Ok, I have finally started my SDX-15 Sonosub. I am using 24" Sonotube @ about 385L tuned to 15hz. The ports are 8.15 inch sonotube (actually quik-tube). I have already made my first mistake, I glued the ends together before cutting out the driver and port holes. I am hoping that my router will be able to get thru 2.25 inches of mdf (1.125 because I will cut from both sides using the pilot hole for the circle jig to line up). 

Anyways, to avoid any other "mistakes", I wanted to know a couple of things:

1. I only have a 1/4" shank on my router, thus only have a .5" roundover bit. With the 8.15" port will a .5" port flare be suffice?

2. I have heard people mention liquid glue to attach the endcaps to the Sonotube. Would Gorilla Glue work as well (I thought that the expanding properties of Gorilla Glue would help seal the endcaps) Would also use Silicon to seal.

3. I have heard of people using crutches for the legs on the Sonotube. Is there any readily available product that people use for the legs? I have head dowels, but how are they attached? What are they commonly called? Where do I find them? I am thinking I need about 5"-6" ground clearance based on my sub.

4. Finally, I have read on here that you want a certain type of foam for dampening the inside walls + port walls. What is the most common/cheapest way to obtain such material?

I am sure that many of these questions have been covered somewhere on this forum, but sifting through 1000's of pages of threads just takes so long.

Anyway, forgive a relative newbie for his ignorance.

Thanks in advance.


----------



## SteveCallas (Apr 29, 2006)

1) Any flare is better than no flare, so while 1/2" isn't ideal, you should still do it.
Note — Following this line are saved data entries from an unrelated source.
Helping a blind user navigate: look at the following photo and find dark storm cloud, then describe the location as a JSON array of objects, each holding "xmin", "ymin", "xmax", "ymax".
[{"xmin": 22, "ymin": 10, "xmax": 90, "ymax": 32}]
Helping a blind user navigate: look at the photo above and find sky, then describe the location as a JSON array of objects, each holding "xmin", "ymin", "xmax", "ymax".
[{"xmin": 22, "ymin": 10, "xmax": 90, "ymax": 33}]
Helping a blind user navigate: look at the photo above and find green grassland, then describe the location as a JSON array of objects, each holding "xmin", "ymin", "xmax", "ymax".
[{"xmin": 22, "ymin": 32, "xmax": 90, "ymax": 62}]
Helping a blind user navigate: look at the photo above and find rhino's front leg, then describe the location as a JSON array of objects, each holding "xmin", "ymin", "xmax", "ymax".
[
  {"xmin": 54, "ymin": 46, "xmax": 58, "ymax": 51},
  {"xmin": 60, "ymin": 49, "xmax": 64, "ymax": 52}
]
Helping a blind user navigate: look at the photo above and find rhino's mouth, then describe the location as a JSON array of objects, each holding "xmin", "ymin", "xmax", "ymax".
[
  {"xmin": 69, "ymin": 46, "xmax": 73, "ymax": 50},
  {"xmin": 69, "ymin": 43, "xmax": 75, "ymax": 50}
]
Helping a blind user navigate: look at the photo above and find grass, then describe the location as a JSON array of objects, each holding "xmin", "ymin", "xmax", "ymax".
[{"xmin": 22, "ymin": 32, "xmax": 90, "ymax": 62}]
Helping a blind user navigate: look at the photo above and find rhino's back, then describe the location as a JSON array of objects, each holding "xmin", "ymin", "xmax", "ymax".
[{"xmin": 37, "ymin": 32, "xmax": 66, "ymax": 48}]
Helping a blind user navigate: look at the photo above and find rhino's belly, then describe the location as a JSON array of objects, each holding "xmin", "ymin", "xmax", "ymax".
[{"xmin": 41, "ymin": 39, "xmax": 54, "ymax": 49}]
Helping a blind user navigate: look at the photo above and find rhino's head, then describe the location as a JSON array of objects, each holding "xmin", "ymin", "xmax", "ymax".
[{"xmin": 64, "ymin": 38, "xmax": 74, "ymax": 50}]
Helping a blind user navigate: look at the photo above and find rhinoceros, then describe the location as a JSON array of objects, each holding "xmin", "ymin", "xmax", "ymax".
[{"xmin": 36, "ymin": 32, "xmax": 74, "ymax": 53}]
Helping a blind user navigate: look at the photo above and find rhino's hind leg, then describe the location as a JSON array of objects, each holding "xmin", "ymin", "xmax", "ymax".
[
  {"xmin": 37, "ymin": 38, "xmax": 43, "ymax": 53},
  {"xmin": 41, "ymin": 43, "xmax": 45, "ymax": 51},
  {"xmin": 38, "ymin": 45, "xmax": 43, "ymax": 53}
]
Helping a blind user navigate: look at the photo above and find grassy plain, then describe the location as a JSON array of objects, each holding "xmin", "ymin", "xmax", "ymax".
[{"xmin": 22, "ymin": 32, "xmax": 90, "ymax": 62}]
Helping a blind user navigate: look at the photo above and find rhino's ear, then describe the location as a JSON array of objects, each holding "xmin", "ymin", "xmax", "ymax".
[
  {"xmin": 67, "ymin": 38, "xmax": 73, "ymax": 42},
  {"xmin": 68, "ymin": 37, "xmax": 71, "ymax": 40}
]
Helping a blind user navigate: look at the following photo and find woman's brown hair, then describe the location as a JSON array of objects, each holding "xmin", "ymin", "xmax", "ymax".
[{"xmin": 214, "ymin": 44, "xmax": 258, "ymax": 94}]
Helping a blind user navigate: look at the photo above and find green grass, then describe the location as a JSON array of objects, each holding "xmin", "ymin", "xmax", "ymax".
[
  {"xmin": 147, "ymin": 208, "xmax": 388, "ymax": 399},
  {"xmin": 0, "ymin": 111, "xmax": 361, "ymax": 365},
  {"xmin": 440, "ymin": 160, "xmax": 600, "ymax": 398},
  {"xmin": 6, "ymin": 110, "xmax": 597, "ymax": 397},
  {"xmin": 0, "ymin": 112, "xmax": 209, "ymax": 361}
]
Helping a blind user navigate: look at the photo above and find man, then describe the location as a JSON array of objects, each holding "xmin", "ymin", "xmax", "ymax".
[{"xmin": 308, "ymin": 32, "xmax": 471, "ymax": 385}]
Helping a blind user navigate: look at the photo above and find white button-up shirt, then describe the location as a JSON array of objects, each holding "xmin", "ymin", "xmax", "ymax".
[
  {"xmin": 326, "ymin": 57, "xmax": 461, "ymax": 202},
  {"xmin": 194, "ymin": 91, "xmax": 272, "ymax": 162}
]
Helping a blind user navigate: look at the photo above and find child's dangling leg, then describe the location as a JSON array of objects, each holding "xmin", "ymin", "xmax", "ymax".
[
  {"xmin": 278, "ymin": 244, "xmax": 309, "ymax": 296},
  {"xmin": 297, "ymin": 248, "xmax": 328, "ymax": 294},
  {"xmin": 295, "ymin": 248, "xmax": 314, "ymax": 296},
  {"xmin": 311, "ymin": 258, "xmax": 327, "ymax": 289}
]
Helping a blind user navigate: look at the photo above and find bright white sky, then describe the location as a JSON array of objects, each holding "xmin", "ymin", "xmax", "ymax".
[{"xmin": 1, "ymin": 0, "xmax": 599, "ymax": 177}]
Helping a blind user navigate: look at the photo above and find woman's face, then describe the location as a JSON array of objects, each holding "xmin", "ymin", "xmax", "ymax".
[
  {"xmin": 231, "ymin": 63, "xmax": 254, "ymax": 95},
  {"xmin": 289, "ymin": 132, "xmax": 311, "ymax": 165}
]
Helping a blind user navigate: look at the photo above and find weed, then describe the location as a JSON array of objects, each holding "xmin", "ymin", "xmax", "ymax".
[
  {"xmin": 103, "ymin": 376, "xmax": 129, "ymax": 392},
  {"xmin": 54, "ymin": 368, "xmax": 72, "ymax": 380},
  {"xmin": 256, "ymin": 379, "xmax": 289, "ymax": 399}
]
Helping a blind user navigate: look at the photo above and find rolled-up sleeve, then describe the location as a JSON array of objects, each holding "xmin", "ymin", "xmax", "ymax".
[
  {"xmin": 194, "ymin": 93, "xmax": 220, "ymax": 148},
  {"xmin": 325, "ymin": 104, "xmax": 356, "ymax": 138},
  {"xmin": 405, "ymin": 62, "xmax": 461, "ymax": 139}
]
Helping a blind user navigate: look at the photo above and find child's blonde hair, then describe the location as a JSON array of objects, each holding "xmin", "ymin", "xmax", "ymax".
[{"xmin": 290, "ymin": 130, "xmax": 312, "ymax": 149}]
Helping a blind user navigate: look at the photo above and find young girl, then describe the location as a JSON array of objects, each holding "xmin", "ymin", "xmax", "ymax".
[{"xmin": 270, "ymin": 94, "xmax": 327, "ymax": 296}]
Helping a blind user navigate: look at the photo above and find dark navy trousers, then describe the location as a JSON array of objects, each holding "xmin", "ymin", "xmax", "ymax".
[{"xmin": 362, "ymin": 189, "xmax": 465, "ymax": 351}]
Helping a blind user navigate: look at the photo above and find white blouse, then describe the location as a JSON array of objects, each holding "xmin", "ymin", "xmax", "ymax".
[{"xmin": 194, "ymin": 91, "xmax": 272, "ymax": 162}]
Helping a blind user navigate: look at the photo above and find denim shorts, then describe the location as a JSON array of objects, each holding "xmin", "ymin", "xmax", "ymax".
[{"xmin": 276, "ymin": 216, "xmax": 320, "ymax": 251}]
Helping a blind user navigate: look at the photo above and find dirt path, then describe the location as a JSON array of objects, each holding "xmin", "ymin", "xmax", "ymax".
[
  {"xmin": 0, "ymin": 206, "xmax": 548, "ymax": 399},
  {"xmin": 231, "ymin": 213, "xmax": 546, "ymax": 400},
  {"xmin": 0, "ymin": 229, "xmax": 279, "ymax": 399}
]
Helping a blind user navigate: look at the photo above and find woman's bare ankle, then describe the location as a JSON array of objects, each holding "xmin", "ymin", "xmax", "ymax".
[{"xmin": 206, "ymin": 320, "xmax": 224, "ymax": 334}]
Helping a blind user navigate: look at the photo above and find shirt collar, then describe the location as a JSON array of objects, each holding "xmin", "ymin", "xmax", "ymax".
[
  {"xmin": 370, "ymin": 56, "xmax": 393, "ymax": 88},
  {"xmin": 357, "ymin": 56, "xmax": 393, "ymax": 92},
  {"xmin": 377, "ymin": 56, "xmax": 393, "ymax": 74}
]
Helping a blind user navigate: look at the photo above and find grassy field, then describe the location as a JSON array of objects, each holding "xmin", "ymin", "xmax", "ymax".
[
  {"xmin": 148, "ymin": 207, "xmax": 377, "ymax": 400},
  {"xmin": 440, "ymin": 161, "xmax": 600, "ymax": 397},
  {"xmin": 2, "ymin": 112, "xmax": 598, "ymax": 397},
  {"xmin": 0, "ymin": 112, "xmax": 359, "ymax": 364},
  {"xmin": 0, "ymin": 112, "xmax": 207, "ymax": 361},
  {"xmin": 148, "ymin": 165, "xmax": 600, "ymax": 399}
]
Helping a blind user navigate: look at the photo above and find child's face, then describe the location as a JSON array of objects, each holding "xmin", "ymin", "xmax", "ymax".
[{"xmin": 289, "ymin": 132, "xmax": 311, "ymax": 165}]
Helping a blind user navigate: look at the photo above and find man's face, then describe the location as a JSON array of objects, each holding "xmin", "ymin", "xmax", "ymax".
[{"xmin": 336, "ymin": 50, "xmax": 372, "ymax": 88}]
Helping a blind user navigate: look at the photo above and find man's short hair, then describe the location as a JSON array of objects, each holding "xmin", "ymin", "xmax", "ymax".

2) I'm not a fan of using any adhesive between the endcaps and tube myself, just tight tolerances, but if you must use adhesive, I'd use something viscous in fear of the tube absorbing it and getting mushy and weak. The interior of the tube is wrapped in a wax paper to prevent just that, but either way, on large scale projects, better to be safe than sorry.

3) I used large diameter dowel rods, the kind that are meant for handrails or bannisters. I've seen other people use 2" x 4", furniture legs, metal pipe with threaded rod inside, etc. It really doesn't matter what you use as long as it can support the weight and is rigid. If you've already glued your endcaps together, then I would consider using threaded rod through the cap, legs, and baseplate to hold it all together.

4) Polyester batting, fiberglass batting (pink insulation), or open cell foam all work, it's not critical. You can even jam cheap pillows between the top cap and port if you like.


----------



## CBMC (Nov 30, 2009)

Thanks Steve. So what is the viscous type glue would you recommend. My endcaps sort of stay in the sonotube by themselves, however, I would feel more comfortable with some glue to help hold the on. I have Gorilla Glue, Elmers Wood, and Liquid nails on hand.


----------



## Mike P. (Apr 6, 2007)

I used Elmers Wood glue on my tubes, it works well. There is a transparent release film on the inside of the tube that glue won't stick to, it peels off easily once you get it started.


----------



## CBMC (Nov 30, 2009)

Thanks Mike and Steve.


----------



## CBMC (Nov 30, 2009)

If I were to say buy a 1/2 collet router, along with a roundover bit, what size round over radius would you recommend? 1.5 inch, 1.25, etc. Also, would it be advisable to use flared donut rings on the port intake, if so, what size roundover there?


----------